1. Data Collected
The data obtained will be primarily experimental data from the Bio-SANS at HFIR. The external users of Bio-SANS maintain the rights to their data, traced by their unique Integrated Proposal Tracking System (IPTS) number. Upon completion of the experiment, users can access the SANS data for the list of samples measured through the ORNL Neutron Online Catalogue (OnCAT).
2. Data Standards
The data collected will be compliant with best practices and standards for the SAS community. The raw, acquisitioned data and metadata collected as part of HFIR and SNS experiments are stored on ORNL institutional clusters in the open, internationally recognized NeXus data format. Processed scattering data is stored in a four-column tabular format — i.e., x-axis, y-axis, error in y-axis and uncertainty in x-axis and will be accompanied by documentation and metadata in text-based formats. Processed SANS metadata is stored in hdf5 compressed data files. Additionally, our open-source reduction software, drtSANS saves 1D and multidimensional reduced scattering data in the XML-based canSAS (Collective Action for Nomadic Small-Angle Scatterers) format, allowing for both data and metadata be preserved in a single file once the User’s experiment is finished.

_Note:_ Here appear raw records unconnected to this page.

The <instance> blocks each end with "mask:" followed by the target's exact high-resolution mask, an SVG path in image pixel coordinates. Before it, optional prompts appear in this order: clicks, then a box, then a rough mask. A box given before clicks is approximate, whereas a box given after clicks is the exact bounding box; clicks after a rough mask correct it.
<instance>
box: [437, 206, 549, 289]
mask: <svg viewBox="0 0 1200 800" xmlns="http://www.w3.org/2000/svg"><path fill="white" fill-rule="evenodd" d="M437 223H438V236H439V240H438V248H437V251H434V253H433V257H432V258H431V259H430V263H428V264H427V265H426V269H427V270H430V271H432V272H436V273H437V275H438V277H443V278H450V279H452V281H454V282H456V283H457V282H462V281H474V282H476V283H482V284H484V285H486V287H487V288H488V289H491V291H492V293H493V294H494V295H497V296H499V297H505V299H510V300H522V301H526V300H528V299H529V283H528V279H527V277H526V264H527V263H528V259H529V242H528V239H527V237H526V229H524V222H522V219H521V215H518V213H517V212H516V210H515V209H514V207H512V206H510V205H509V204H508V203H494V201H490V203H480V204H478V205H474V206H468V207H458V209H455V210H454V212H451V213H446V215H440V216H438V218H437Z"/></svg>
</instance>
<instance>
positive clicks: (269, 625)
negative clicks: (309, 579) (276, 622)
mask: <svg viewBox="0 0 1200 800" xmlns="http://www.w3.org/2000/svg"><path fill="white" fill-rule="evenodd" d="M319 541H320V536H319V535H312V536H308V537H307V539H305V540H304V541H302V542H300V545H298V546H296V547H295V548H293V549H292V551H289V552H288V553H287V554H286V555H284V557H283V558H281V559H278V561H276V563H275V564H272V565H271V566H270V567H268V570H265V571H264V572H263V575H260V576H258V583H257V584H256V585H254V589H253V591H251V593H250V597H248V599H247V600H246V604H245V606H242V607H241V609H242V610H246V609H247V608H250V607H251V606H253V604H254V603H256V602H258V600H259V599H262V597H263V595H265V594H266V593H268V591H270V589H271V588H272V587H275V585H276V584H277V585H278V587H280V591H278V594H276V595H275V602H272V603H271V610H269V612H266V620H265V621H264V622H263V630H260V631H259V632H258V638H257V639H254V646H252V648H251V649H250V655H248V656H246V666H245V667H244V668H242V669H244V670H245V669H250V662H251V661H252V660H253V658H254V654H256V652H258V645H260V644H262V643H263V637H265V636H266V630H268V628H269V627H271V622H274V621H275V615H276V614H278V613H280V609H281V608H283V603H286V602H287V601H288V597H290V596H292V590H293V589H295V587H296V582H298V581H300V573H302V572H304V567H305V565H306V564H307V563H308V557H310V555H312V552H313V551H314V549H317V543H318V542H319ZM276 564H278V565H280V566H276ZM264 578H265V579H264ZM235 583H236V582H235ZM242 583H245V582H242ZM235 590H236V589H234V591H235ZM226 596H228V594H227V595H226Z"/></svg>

3. Related Tools, Software and/or Code
In order to process and visualize the NeXus raw data, the MANTID software package is required. MANTID is an open-source collaborative project between ORNL and several other global neutron source facilities and is available through the ORNL institutional cluster. All users with accepted proposals are given an XCAMS account and can remote access their data through analysis.sns.gov or jupyter.sns.gov. To process the raw data to 1D and 2D data, drtSANS software is required and accessed through Jupyter Notebooks from the analysis cluster. Data can be transferred from the ORNL cluster to User’s home computer directly from Jupyter Notebooks, using standard SFTP software, or directly from OnCAT once published.
4. Sharing and preservation
Data obtained through the Bio-SANS general user program will be stored on password protected ORNL institutional clusters. SANS data is cross-referenced via the IPTS to specific experiments. Data storage procedures will be consistent with the SNS/HFIR institutional data management plan. Researchers can only access their individual experiments and data will not be shared or transferred without written permission from the principal investigator (PI) of a particular experiment.

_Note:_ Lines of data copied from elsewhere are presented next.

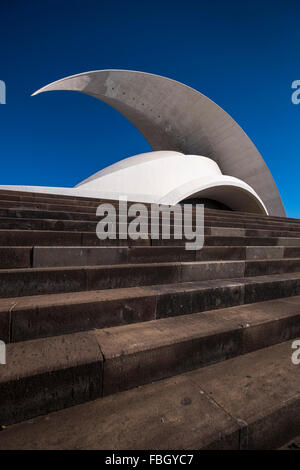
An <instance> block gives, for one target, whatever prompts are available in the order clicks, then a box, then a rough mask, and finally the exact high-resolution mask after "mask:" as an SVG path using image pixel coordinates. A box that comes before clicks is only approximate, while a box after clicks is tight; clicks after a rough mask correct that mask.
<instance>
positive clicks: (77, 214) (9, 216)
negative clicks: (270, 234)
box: [0, 201, 300, 232]
mask: <svg viewBox="0 0 300 470" xmlns="http://www.w3.org/2000/svg"><path fill="white" fill-rule="evenodd" d="M0 202H1V201H0ZM117 213H118V211H117ZM0 217H1V218H4V219H5V218H13V219H14V218H17V219H46V220H50V219H51V220H73V221H75V220H81V221H85V222H87V221H99V220H100V217H99V216H96V209H95V210H94V212H90V213H88V212H78V211H74V209H72V210H71V211H62V210H56V211H51V210H45V209H36V208H31V207H29V208H26V207H25V208H22V207H14V208H12V207H10V208H3V207H1V206H0ZM134 218H135V217H134V216H128V221H131V220H133V219H134ZM141 220H143V221H144V222H145V223H147V222H150V218H149V217H147V218H141ZM152 220H153V223H159V222H161V220H162V214H160V216H159V217H153V218H152ZM181 220H182V217H181V216H177V215H176V214H175V215H174V214H171V215H170V223H171V225H172V226H173V225H174V224H175V225H178V223H179V222H181ZM195 221H196V219H195V217H193V218H192V219H191V222H193V223H195ZM204 221H205V224H206V225H207V226H228V225H229V226H231V227H241V228H247V227H249V228H263V229H264V228H269V229H274V230H276V229H278V230H294V231H298V232H299V230H300V225H299V223H298V224H297V223H291V222H283V221H282V222H276V221H272V220H270V219H269V218H267V217H266V218H265V219H264V220H255V219H245V218H243V219H242V218H240V219H235V218H232V217H228V216H226V217H224V216H221V215H214V216H212V215H207V214H206V213H205V218H204Z"/></svg>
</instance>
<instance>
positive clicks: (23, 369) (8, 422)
mask: <svg viewBox="0 0 300 470" xmlns="http://www.w3.org/2000/svg"><path fill="white" fill-rule="evenodd" d="M100 202H103V201H95V200H94V199H88V198H75V197H67V196H54V195H49V194H48V195H46V194H34V193H21V192H14V191H0V339H1V340H3V341H5V342H6V344H7V364H6V365H0V425H2V429H3V431H2V432H0V449H79V448H83V449H84V448H86V449H202V448H208V449H223V448H227V449H247V448H249V449H253V448H254V449H261V448H262V449H263V448H278V447H280V446H284V444H285V443H286V442H289V441H290V440H291V439H293V438H294V437H295V436H297V435H299V434H300V365H299V366H296V365H294V364H293V363H292V361H291V356H292V353H293V350H292V347H291V346H292V342H293V339H297V338H298V339H300V220H296V219H289V218H280V217H266V216H261V215H256V214H243V213H238V212H226V211H217V210H211V209H210V210H209V209H207V210H206V211H205V245H204V247H203V249H202V250H200V251H187V250H185V247H184V243H185V241H184V240H182V241H181V240H174V239H172V240H169V241H168V240H162V239H159V240H151V238H150V236H148V237H147V238H145V239H139V240H136V241H132V240H125V241H124V240H118V239H117V240H106V241H100V240H99V239H98V238H97V236H96V233H95V229H96V223H97V221H99V218H97V217H96V208H97V206H98V204H99V203H100ZM110 202H112V201H110ZM113 204H117V203H116V202H113ZM160 223H161V221H160V220H157V224H160ZM172 223H173V224H176V223H177V221H176V217H175V218H174V220H173V222H172ZM298 368H299V369H298ZM74 429H76V433H74Z"/></svg>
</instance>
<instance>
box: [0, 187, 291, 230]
mask: <svg viewBox="0 0 300 470" xmlns="http://www.w3.org/2000/svg"><path fill="white" fill-rule="evenodd" d="M0 200H1V201H2V202H3V203H6V206H5V204H4V207H10V206H11V205H12V204H13V203H14V202H15V201H18V205H19V203H22V204H27V203H31V202H33V203H34V204H43V205H45V204H47V203H49V204H52V205H53V204H55V205H56V206H57V207H58V209H57V210H61V206H66V207H67V208H68V210H70V208H73V210H74V211H77V210H78V211H80V210H82V208H84V207H89V208H93V210H95V209H96V207H98V205H99V204H102V203H107V202H109V203H110V204H112V205H114V206H115V207H118V206H119V202H118V201H116V200H107V199H106V200H104V199H95V198H88V197H78V196H77V197H76V196H64V195H54V194H46V193H33V192H27V191H26V192H25V191H23V192H22V191H9V190H1V191H0ZM128 204H130V202H128ZM29 206H30V204H29ZM146 206H147V207H150V205H149V204H147V203H146ZM191 210H192V209H191ZM205 212H206V213H207V214H208V215H212V216H220V217H228V218H230V219H233V218H234V219H242V220H245V218H247V219H249V220H250V219H251V220H253V221H254V222H256V221H260V220H266V219H267V220H272V221H275V222H291V223H295V224H296V223H299V221H298V219H294V218H290V217H278V216H267V218H266V216H264V215H259V214H251V213H242V212H239V211H220V210H216V209H205Z"/></svg>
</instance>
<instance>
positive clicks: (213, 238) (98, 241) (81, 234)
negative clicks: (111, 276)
mask: <svg viewBox="0 0 300 470" xmlns="http://www.w3.org/2000/svg"><path fill="white" fill-rule="evenodd" d="M226 233H228V232H226ZM184 244H185V240H174V239H171V240H151V239H150V238H148V239H142V238H139V239H138V240H131V239H126V240H121V239H116V240H112V239H106V240H99V238H98V237H97V235H96V233H92V232H72V231H71V232H68V231H52V230H49V231H47V230H0V246H18V247H20V246H24V247H25V246H70V247H76V246H150V245H152V246H170V245H171V246H182V245H184ZM204 245H205V246H300V238H295V237H268V238H263V237H245V236H234V235H233V234H231V235H223V236H219V235H206V236H205V240H204Z"/></svg>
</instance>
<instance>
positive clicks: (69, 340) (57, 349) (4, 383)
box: [0, 333, 103, 425]
mask: <svg viewBox="0 0 300 470" xmlns="http://www.w3.org/2000/svg"><path fill="white" fill-rule="evenodd" d="M48 341H49V343H48ZM34 343H37V342H28V343H26V344H24V345H23V346H22V345H19V346H20V347H18V345H8V346H7V367H10V372H8V371H6V372H4V374H5V376H4V377H3V376H2V377H0V419H1V423H2V424H3V425H9V424H12V423H16V422H19V421H22V420H25V419H30V418H32V417H35V416H39V415H43V414H46V413H49V412H50V411H56V410H60V409H63V408H67V407H70V406H74V405H77V404H80V403H84V402H87V401H90V400H94V399H95V398H98V397H99V396H101V394H102V388H103V387H102V377H103V358H102V355H101V353H100V350H99V346H98V344H97V343H96V341H94V337H92V335H91V334H88V333H83V334H77V335H74V336H73V335H72V336H69V337H61V338H59V339H57V338H50V339H48V340H47V342H46V343H45V342H43V343H40V342H38V343H37V344H34ZM15 346H17V347H15ZM47 351H49V355H50V357H51V355H52V357H53V353H54V354H56V363H55V367H53V363H50V365H49V363H48V360H47ZM45 353H46V354H45ZM22 355H25V356H26V357H25V361H24V358H22ZM30 360H32V363H33V364H35V363H36V362H37V361H38V363H37V364H36V367H32V365H31V364H30V363H29V361H30ZM17 362H18V363H17ZM20 362H21V364H22V362H25V366H24V370H22V369H21V370H20ZM14 364H15V367H16V368H17V370H18V373H17V374H16V373H15V372H14ZM3 367H6V366H3ZM28 371H31V373H29V374H28ZM16 375H17V376H16Z"/></svg>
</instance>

For long term data preservation, SNS/HFIR will store the raw and processed research data in line with long term preservation criteria. Currently, SNS and HFIR experiment data are stored on a file server managed by the SNS Linux Support Team. “Home” directories will be provided to the users. These directories are persistent across proposals and are currently preserved on the file system once created. To manage file system usage, older data is migrated to offline storage for archival. In addition to storing the data outputs of the research for long-term, users can generate a digital object identifier (DOI) for those datasets that can be made available openly, using the DOI workflow service OnCAT to obtain a DOI through the Office of Scientific and Technical Information’s (OSTI’s) web services. With the DOI, the dataset can be referenced in publications and by other related datasets.

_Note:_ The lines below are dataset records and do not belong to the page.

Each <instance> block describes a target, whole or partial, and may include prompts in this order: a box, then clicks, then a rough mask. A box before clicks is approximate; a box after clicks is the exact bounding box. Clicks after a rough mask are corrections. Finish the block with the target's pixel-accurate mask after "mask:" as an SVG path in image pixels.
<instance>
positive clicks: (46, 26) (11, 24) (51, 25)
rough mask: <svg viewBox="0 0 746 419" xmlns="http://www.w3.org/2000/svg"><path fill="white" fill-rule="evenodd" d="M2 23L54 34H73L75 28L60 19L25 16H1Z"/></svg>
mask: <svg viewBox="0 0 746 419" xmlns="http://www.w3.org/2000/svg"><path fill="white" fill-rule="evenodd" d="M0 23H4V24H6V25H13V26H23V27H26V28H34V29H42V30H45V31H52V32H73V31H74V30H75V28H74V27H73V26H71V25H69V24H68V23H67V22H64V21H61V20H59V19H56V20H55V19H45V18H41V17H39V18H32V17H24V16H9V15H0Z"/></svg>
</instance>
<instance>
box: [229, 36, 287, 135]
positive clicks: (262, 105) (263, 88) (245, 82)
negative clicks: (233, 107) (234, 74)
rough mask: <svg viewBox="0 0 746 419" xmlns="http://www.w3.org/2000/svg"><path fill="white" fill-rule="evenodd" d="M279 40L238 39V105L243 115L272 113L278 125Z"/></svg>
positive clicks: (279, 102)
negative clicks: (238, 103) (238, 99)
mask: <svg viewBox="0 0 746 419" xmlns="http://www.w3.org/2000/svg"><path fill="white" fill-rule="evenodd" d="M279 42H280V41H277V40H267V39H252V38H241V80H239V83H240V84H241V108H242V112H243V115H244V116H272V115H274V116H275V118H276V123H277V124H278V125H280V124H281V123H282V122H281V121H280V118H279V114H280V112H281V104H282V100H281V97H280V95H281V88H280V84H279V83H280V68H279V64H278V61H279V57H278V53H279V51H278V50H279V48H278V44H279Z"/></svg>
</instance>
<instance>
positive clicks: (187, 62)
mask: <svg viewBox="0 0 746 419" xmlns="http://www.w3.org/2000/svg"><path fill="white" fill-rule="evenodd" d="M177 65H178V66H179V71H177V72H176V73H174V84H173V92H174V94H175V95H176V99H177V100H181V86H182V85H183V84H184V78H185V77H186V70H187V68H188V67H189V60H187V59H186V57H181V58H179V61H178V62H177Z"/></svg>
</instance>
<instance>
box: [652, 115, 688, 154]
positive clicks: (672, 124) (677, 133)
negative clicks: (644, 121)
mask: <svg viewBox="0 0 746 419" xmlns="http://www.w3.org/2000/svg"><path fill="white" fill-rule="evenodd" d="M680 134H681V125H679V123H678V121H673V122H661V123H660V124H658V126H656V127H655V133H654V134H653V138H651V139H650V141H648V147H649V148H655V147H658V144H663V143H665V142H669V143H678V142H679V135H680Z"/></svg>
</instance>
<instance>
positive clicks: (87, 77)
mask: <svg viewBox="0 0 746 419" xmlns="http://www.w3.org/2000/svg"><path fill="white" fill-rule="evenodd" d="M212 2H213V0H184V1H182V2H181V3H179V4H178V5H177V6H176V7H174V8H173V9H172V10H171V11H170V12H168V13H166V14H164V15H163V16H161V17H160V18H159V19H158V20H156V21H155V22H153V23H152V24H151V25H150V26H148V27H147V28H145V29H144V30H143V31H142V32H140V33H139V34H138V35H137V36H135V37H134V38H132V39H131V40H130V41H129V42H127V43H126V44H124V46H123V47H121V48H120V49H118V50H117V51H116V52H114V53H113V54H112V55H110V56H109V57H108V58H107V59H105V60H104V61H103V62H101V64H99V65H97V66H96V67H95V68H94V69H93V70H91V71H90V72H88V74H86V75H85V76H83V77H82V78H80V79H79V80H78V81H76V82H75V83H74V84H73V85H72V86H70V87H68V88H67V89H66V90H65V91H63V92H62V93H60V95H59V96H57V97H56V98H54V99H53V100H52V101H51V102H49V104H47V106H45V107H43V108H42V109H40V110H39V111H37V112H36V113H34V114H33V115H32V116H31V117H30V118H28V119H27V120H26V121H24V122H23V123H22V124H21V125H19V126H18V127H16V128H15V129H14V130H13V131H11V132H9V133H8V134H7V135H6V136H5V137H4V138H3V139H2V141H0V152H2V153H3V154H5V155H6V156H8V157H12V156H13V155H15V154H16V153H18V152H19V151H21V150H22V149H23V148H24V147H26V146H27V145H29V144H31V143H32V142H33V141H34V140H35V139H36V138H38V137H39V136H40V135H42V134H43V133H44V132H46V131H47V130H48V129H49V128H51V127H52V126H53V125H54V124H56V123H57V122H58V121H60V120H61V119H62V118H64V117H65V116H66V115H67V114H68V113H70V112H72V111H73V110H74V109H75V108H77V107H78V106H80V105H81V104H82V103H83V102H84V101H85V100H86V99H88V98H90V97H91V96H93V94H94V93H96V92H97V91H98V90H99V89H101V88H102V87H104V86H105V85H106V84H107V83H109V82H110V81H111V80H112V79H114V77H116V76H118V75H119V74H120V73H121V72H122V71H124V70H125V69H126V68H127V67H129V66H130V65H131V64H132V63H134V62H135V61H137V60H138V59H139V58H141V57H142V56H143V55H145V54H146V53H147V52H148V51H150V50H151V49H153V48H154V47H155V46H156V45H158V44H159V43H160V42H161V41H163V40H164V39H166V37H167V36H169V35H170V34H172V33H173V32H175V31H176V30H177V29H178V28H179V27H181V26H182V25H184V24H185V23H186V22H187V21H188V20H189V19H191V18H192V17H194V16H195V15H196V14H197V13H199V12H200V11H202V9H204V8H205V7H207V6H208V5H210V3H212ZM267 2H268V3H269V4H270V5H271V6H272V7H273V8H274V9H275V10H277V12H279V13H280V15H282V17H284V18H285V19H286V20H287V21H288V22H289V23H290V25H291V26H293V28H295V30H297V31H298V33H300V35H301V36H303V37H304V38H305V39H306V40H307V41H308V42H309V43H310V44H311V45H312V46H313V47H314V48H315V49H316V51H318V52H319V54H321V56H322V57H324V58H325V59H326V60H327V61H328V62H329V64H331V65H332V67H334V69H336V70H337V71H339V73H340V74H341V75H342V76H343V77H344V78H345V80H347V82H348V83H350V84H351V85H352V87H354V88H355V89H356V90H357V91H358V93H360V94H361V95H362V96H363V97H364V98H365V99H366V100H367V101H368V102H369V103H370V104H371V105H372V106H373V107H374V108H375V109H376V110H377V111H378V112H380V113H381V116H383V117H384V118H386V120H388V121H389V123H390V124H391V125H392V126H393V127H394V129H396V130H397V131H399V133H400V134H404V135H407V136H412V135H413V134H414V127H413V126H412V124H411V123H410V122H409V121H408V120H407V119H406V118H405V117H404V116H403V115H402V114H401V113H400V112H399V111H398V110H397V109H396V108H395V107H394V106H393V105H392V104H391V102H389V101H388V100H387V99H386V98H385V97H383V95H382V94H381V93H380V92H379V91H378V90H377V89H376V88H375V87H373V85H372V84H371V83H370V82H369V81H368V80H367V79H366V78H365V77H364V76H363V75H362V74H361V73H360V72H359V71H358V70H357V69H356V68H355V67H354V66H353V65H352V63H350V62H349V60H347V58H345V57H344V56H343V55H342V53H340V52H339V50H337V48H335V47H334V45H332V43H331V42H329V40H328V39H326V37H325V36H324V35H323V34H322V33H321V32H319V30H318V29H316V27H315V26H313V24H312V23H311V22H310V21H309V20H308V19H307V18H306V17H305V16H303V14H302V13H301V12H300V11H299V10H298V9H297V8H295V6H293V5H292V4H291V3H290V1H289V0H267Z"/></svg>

6. Data Protection: Integrity and Security
Data will be secured via password-protected workstations and data enclaves at ORNL. In development, version control software such as Git will be used in conjunction with GitHub for backup, testing, and monitoring of the software changes. No personally identifiable information, national security information, or business confidential information is currently anticipated in the resource.